I had this idea for a winter-themed animation. There was a log cabin that needed some icicles, and I found it tedious to just duplicate and change the size of a cone, so I wrote the Icicle Generator script (my first attempt at coding in Blender).
Feeling like I was on a roll, I decided to make a random snowflake generator. Much more challenging, but the end result was worth it.
Download 'em, try 'em out, and let me know what you think!
Icicle Version 2.5 update
Script created for Blender 2.80 support
- “Generate” button added, set parameters before generating the mesh
- Option to work on whole mesh, or selected edges only
- Option to select cap type for cones
- Code refactoring to improve performance
Snowflake Version 1.3a update
Fixed issues with new versions of Blender, cleaned up the code, fixed a couple of typos. Added a new option to only create part of the icicle (ie. stops before duplicating and rotating the pattern) and a new button that turns the snowflake “3D” (just a button that converts to a curve and applies a bevel, like the suggested method below)
This creates a string of icicles with random diameters and lengths along an edge.
Simply select two vertices and “Add > Mesh > Icicle”. You can change the maximum radius, minimum radius, maximum depth, minimum depth, number of vertices in cone and number of iterations in the bottom of the Tool Shelf panel.

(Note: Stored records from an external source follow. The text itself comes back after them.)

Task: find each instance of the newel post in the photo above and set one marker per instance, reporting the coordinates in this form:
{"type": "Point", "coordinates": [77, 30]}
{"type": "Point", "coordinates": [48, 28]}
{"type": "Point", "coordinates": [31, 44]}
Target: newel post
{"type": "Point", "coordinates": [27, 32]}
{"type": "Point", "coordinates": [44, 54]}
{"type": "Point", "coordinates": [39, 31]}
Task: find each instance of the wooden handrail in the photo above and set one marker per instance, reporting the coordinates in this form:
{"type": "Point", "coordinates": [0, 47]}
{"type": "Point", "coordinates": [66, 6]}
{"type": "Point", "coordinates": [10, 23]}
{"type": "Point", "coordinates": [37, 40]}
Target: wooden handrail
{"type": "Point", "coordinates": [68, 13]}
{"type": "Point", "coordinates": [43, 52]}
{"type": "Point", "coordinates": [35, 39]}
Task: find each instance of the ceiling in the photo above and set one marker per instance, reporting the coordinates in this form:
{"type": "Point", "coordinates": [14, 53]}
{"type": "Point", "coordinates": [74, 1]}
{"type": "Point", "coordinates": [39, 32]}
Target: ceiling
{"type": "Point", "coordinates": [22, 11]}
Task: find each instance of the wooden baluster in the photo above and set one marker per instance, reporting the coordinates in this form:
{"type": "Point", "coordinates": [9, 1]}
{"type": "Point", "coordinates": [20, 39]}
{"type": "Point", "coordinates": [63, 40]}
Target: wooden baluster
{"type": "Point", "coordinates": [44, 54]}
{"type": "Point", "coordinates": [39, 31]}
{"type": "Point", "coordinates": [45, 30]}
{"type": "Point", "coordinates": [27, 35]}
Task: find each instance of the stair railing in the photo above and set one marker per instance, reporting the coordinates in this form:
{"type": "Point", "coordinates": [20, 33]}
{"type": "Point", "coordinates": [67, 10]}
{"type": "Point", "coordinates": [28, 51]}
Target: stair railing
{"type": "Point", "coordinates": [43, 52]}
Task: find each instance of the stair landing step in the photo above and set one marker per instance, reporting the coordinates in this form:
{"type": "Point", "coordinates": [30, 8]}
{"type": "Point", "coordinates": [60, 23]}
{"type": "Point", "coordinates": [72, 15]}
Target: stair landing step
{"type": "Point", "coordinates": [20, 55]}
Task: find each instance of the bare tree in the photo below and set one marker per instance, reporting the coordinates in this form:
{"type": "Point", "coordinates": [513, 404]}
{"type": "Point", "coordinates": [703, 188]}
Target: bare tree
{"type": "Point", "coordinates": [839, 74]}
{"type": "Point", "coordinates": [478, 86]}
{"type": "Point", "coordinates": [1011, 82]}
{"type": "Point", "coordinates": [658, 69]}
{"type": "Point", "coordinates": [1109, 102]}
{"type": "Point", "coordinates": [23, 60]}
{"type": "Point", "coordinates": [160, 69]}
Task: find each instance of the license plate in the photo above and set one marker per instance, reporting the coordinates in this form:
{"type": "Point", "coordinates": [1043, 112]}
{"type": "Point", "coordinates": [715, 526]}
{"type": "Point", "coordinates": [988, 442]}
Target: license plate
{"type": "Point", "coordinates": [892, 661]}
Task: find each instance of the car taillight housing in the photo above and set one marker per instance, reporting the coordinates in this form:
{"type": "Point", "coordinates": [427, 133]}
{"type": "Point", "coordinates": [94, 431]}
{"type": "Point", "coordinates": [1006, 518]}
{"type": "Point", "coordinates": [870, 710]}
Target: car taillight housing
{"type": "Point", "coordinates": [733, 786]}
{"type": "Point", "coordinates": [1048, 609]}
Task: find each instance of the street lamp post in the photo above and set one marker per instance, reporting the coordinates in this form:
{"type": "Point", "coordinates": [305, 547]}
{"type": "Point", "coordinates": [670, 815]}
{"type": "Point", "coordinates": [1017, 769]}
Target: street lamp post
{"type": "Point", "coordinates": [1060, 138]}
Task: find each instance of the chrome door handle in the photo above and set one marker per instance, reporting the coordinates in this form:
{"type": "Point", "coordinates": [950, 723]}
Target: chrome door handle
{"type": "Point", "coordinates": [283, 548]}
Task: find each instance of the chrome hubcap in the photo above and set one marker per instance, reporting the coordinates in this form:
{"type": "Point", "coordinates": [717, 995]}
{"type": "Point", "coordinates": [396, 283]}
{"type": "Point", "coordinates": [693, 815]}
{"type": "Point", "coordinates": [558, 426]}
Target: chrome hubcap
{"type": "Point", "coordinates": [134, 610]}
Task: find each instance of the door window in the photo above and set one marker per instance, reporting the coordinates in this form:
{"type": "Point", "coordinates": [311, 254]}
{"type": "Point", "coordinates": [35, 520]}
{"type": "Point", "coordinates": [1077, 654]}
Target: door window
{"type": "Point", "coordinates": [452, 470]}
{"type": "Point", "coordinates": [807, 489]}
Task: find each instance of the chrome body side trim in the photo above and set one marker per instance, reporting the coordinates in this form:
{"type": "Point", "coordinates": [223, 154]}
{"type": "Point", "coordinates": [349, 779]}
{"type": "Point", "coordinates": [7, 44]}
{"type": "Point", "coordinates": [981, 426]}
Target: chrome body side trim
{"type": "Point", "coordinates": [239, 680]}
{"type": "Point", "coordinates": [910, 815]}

It works with any slope, except for exactly vertical lines and the longer the edge, the more time it takes to compute.
You can now select whether the base mesh (line, plane, cube, whatever) is re-selected after adding icicles or not.
None as of 2.2 update
Random selection of 3 - 12 point snowflakes
This creates a random snowflake (“Add > Mesh > Snowflake”). You can select the amount of points (between 3 and 12), the number of outer rings (0 - 2), whether the centre is filled or not and whether a whole or partial snowflake is produced. Any time you change one of the parameters the whole mesh updates, so if you get one you like, save it before you lose it!
The plugin creates the snowflake at the origin, and uses the cursor as a pivot point. If you add it in edit mode of an object, it will replace everything in that object.
3D Suggested method (now automated):
The plugin creates just an edge-based mesh, but the easiest way I’ve found to fill it out is by converting the mesh to a curve, and adding a Bezier Circle as the bevel object.
This process has now been automated, simply press the “Convert Snowflake to Curve” button in the ‘Misc’ panel of the Tool Shelf. This button is available forever after creating a snowflake, if you feel you need to do it later on.